Ma Rainey, byname of Gertrude Malissa Nix Rainey, née Gertrude Malissa Nix Pridgett, (born April 26, 1886, Columbus, Ga., U.S.—died Dec. 22, 1939, Rome, Ga.), American singer, the “mother of the blues,” recognized as the first great black professional blues vocalist.
Gertrude Pridgett made her first public appearance about the age of 14 in a local talent show called “Bunch of Blackberries” at the Springer Opera House in her native Columbus, Georgia. Little else is known of her early years. In February 1904 she married William Rainey, a vaudeville performer known as Pa Rainey, and for several years they toured with African American minstrel groups as a song-and-dance team. In 1902, in a small Missouri town, she first heard the sort of music that was to become known as the blues.
Ma Rainey, as she was known, began singing blues songs and contributed greatly to the evolution of the form and to the growth of its popularity. In her travels, she appeared with jazz and jug bands throughout the South. While with the Tolliver’s Circus and Musical Extravaganza troupe, she exerted a direct influence on young Bessie Smith. Her deep contralto voice, sometimes verging on harshness, was a powerful instrument by which to convey the pathos of her simple songs of everyday life and emotion.

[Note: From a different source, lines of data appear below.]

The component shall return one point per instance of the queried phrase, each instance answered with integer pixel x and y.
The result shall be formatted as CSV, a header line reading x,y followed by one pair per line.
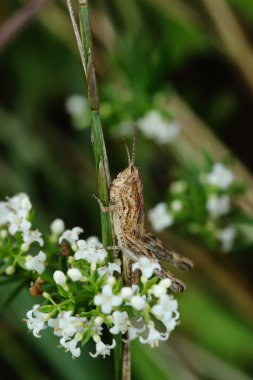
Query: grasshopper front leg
x,y
164,253
104,208
136,249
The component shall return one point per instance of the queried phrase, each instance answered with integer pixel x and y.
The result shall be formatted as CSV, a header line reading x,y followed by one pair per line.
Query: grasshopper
x,y
126,205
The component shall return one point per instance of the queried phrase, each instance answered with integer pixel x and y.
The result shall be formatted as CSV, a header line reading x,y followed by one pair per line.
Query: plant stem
x,y
97,138
101,161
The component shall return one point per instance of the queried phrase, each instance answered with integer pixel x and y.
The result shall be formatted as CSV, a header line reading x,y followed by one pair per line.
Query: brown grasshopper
x,y
127,207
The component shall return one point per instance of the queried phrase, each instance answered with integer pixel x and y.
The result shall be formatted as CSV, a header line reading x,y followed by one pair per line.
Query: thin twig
x,y
122,359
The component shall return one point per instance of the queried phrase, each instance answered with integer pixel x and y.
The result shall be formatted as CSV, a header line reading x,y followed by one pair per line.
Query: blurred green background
x,y
198,50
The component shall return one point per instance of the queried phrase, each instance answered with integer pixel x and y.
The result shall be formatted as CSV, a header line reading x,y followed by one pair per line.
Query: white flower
x,y
159,217
107,300
20,204
220,176
70,345
166,310
60,279
134,332
103,349
161,288
120,321
138,302
4,211
176,205
17,223
57,227
227,237
90,250
218,206
109,269
178,187
154,126
76,105
71,235
75,274
36,263
67,325
36,323
126,292
154,336
10,270
30,237
146,266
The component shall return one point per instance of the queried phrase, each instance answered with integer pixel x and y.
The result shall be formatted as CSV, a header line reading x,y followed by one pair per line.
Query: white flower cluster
x,y
156,127
163,215
219,181
15,222
103,301
201,203
84,293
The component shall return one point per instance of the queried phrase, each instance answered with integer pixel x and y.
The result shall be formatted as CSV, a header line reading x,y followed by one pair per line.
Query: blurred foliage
x,y
143,48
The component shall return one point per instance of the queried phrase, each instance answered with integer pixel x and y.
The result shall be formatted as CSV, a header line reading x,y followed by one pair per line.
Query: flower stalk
x,y
101,160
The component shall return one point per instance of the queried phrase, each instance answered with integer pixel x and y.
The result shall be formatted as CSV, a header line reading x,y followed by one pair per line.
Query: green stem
x,y
97,138
102,166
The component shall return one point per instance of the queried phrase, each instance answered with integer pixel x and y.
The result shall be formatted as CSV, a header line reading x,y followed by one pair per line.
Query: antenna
x,y
77,34
134,145
128,154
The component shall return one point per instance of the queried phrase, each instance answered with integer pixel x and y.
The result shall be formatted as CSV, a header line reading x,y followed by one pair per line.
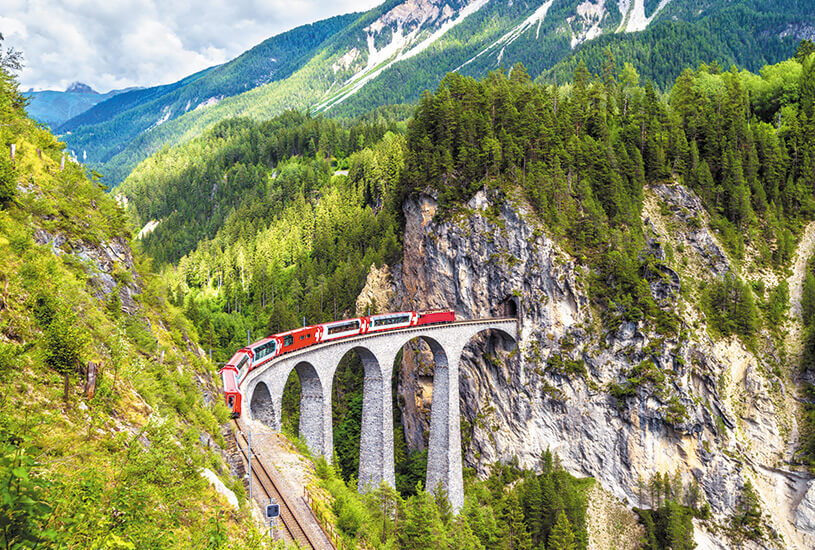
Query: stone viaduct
x,y
263,396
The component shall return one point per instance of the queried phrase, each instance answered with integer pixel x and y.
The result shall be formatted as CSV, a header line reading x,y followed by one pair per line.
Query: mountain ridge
x,y
393,52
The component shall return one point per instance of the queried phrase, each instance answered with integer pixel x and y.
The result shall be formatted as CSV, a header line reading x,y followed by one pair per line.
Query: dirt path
x,y
804,251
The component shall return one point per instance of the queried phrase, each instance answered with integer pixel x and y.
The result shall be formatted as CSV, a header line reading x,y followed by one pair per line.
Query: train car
x,y
231,375
263,351
298,339
436,316
392,321
343,329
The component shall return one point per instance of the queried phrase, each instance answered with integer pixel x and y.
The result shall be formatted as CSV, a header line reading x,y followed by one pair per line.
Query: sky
x,y
114,44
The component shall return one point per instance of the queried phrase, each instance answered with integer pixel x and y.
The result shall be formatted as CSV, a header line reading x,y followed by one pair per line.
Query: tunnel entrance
x,y
509,307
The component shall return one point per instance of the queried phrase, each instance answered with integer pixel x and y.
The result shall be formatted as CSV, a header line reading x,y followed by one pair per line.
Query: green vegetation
x,y
309,66
730,307
513,509
583,154
668,522
104,129
113,463
667,46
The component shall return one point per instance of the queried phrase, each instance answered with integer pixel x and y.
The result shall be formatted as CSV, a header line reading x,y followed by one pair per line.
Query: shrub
x,y
8,180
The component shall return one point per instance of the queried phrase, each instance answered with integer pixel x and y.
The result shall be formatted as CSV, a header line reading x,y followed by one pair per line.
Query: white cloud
x,y
112,44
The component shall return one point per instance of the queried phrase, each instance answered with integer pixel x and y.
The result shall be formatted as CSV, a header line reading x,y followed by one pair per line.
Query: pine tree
x,y
562,536
808,299
517,533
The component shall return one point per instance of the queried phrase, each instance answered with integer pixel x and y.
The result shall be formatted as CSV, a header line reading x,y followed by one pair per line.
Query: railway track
x,y
291,525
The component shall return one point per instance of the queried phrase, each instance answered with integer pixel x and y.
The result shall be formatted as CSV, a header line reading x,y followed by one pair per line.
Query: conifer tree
x,y
562,536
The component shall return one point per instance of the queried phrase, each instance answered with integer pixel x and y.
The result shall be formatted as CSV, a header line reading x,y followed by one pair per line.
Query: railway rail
x,y
291,525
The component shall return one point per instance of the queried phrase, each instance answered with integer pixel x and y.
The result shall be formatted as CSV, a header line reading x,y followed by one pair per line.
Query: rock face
x,y
109,265
706,411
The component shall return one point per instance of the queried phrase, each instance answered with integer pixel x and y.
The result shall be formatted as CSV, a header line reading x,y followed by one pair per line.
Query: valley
x,y
645,211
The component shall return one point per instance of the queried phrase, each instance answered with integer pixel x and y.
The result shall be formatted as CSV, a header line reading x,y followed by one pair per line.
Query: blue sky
x,y
111,44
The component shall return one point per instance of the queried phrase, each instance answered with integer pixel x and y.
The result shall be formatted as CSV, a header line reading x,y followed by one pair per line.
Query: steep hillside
x,y
395,51
645,240
105,435
101,132
53,108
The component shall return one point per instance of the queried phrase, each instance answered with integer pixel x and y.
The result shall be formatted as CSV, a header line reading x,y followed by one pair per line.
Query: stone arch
x,y
492,330
439,353
261,405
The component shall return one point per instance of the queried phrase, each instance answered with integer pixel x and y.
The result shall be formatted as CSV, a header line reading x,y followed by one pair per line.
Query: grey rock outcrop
x,y
109,265
706,410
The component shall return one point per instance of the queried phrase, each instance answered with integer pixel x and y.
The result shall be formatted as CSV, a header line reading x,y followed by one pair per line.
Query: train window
x,y
353,325
242,366
264,350
395,320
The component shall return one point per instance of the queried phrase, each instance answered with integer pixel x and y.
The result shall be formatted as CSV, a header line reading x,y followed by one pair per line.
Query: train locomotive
x,y
261,352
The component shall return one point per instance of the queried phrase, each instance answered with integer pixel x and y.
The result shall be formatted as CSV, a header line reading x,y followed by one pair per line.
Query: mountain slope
x,y
52,107
104,432
395,51
102,131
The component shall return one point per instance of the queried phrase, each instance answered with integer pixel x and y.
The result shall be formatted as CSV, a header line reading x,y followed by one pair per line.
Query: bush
x,y
8,180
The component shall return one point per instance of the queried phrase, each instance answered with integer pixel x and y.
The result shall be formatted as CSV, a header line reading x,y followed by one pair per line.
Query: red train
x,y
263,351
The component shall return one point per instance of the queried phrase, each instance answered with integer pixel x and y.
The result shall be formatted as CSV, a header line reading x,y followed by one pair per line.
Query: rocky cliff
x,y
619,405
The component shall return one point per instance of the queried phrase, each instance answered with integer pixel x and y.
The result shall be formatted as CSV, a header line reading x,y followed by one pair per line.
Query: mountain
x,y
103,418
392,53
658,248
52,108
105,130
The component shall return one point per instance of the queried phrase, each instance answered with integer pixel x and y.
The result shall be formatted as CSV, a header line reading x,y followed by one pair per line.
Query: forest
x,y
92,461
261,228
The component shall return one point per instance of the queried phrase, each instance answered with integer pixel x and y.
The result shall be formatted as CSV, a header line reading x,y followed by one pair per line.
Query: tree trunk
x,y
90,380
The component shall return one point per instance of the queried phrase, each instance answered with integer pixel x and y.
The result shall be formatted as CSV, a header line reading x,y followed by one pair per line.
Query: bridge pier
x,y
376,437
315,411
444,468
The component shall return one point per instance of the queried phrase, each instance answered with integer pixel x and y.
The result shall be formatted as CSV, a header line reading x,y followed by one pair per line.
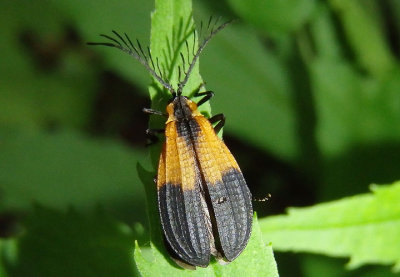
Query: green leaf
x,y
275,16
70,244
256,260
364,227
365,35
66,169
353,108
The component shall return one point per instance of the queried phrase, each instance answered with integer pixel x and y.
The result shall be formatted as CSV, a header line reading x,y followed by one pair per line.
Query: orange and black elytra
x,y
204,203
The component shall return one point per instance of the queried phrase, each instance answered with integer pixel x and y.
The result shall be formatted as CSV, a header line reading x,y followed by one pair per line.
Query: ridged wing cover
x,y
180,199
230,197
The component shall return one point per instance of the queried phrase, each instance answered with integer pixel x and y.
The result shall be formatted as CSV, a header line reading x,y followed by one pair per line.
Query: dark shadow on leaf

In 1923 Ma Rainey made her first phonograph recordings for the Paramount company. Over a five-year span she recorded some 92 songs for Paramount—such titles as “See See Rider,” “Prove It on Me,” “Blues Oh Blues,” “Sleep Talking,” “Oh Papa Blues,” “Trust No Man,” “Slave to the Blues,” “New Boweavil Blues,” and “Slow Driving Moan”—that later became the only permanent record of one of the most influential popular musical artists of her time. She continued to sing in public into the 1930s. In 2008 a small museum opened in a house she had built in Columbus for her mother; she lived there herself from 1935 until her death.